My other issues are related to the world, and the world-building. What we’re presented with is Chicago in decline. Museums are no longer cared for– and are rather used as nightclubs– essential items are rationed, and chocolate is illegal. It’s all very interesting, but it needed so much more about the world to round out the story. Why is chocolate illegal? What happened to the museums? Why are things like paper rationed? What on Earth is going on?

And finally, the writing lacked polish. I feel like it could have been a powerful story if the pacing had been managed,  and if some scenes had been shown instead of told (and vice-versa.) There are some situations which are setup early on, but they are never concluded. (Ex; Juvie.) They’re just sort of glossed over. And there are some characters and relationships which could have benefited from trimming/cleanup.

Still, I enjoyed it. It was not the most gripping– I could put it down and walk away just fine– but I was always interested in picking it back up, which is more than I can say for other books I’ve tried to read recently.

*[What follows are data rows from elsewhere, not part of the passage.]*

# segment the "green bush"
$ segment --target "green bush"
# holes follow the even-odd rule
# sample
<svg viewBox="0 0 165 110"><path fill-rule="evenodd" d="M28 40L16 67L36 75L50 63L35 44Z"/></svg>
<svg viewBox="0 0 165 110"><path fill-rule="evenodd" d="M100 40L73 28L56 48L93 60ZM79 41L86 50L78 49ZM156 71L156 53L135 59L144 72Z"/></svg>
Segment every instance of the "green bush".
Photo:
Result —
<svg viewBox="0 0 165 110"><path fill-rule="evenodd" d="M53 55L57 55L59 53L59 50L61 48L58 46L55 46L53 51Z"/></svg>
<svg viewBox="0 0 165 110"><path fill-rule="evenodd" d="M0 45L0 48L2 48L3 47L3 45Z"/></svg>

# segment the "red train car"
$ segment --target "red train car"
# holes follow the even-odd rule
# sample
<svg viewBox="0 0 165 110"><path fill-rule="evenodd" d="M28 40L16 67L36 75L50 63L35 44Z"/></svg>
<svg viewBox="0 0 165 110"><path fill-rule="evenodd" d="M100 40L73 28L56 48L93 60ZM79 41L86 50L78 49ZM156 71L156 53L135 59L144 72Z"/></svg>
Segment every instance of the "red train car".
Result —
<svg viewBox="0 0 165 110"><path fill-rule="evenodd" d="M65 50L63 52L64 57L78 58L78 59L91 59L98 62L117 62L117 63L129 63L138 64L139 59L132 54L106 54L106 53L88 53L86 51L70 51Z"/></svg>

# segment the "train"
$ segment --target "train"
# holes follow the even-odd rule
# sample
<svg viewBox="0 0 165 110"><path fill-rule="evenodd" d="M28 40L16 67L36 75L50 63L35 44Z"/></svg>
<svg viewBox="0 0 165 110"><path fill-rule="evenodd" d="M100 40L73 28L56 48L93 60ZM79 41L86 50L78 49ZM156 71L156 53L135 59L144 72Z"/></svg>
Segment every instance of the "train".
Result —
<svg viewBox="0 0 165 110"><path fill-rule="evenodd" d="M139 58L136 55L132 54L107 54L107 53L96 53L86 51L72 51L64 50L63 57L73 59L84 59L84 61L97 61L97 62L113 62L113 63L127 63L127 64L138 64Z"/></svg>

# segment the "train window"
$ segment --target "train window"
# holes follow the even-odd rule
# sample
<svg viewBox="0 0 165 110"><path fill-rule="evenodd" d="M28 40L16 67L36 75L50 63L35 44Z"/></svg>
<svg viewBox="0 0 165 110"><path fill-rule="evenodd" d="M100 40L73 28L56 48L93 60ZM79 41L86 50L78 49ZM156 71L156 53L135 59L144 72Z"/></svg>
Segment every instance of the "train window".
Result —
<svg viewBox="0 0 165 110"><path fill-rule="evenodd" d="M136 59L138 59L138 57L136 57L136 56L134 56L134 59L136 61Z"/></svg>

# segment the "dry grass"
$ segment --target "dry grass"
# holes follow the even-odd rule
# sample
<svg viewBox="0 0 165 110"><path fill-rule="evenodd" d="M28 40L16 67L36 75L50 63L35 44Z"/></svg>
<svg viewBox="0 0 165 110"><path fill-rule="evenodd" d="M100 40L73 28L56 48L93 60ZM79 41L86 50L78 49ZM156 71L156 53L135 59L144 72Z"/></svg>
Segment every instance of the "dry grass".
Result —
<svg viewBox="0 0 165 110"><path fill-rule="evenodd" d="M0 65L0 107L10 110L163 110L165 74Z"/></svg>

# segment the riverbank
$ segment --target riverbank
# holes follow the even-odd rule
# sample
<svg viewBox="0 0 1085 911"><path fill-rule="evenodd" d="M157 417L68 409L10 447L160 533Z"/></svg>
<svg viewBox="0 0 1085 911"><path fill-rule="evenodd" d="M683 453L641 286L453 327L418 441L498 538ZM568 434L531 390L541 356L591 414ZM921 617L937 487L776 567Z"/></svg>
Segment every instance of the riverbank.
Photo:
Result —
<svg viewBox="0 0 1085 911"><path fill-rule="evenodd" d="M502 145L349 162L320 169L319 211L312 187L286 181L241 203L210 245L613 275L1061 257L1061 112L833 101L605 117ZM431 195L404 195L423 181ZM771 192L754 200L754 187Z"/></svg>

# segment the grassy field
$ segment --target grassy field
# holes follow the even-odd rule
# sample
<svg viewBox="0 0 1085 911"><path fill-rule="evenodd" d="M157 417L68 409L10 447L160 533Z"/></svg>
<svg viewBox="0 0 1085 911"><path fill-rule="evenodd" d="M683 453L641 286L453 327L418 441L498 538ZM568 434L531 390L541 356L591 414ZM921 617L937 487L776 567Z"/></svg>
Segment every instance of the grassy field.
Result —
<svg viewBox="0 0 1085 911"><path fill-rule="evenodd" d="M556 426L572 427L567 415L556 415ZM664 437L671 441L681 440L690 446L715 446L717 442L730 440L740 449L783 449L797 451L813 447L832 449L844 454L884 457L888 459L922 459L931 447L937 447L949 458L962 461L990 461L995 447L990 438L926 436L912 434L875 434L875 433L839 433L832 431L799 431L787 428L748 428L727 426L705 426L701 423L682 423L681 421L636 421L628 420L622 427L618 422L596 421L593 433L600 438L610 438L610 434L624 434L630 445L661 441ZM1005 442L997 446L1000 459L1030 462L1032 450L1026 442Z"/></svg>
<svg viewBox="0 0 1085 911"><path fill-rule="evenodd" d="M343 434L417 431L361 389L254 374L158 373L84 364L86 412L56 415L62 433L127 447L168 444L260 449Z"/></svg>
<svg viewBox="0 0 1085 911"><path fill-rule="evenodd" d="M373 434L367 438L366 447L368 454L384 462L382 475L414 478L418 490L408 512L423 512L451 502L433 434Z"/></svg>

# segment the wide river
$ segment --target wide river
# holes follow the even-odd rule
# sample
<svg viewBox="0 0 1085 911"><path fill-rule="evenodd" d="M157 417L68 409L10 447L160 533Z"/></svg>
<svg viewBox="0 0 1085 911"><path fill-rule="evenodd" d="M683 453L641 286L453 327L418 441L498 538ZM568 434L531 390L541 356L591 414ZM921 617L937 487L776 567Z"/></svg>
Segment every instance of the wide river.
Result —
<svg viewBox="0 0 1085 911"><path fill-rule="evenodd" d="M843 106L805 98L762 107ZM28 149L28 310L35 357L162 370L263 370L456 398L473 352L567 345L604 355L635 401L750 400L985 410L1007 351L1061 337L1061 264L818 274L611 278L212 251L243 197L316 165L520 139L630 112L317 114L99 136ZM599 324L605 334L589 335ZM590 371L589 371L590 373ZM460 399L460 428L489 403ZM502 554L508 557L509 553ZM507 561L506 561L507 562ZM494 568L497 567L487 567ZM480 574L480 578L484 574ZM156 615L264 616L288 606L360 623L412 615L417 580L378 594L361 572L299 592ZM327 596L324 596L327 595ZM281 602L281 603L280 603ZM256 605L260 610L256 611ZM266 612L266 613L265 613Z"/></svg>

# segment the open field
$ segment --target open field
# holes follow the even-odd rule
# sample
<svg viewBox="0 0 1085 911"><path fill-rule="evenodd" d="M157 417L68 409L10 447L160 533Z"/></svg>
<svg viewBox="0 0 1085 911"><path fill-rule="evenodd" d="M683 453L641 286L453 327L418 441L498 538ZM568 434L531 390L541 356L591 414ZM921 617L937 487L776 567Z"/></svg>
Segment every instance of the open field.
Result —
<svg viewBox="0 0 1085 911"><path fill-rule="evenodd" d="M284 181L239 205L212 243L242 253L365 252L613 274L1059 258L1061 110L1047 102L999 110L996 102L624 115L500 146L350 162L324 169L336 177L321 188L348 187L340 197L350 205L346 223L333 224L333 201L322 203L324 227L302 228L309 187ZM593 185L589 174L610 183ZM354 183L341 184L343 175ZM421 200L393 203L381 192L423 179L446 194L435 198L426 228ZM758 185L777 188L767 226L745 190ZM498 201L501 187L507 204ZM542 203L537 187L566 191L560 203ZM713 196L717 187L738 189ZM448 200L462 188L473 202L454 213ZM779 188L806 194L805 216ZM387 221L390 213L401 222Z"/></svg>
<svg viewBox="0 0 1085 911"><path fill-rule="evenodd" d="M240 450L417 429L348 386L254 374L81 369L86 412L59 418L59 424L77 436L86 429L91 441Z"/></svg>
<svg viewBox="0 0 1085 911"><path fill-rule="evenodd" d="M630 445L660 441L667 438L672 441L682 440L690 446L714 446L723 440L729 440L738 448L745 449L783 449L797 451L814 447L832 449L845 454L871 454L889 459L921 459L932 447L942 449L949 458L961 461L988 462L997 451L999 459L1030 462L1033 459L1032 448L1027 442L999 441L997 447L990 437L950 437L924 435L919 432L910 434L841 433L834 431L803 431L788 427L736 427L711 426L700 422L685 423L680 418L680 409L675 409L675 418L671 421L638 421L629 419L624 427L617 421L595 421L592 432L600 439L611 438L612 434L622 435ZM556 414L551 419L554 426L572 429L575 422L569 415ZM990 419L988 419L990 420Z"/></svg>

All These Things I’ve Done by Gabrielle Zevin earns itself a 3.5 out of 5 in my book. I enjoyed it, and I’ll definitely read the sequel (Because it is My Blood due out September 18, 2012) but I really can’t call it stellar. It’s worth reading if you’d like something entertaining, and relatively light.

1 Comment

Filed under Book Review, Fantasy, Mystery & Suspense, Romance, Speculative Fiction, Urban Fantasy, Young Adult Fiction

One response to “All These Things I’ve Done

  1. Sam

    Great review! The synopsis makes it sound really interesting and unique. But, I think the things that bothered you would bother me too! The lack of world-building would bother me a lot, I think. Dystopia novels need to explain exactly what this world is all about, otherwise I am very distracted by trying to figure it out instead of focusing on the story.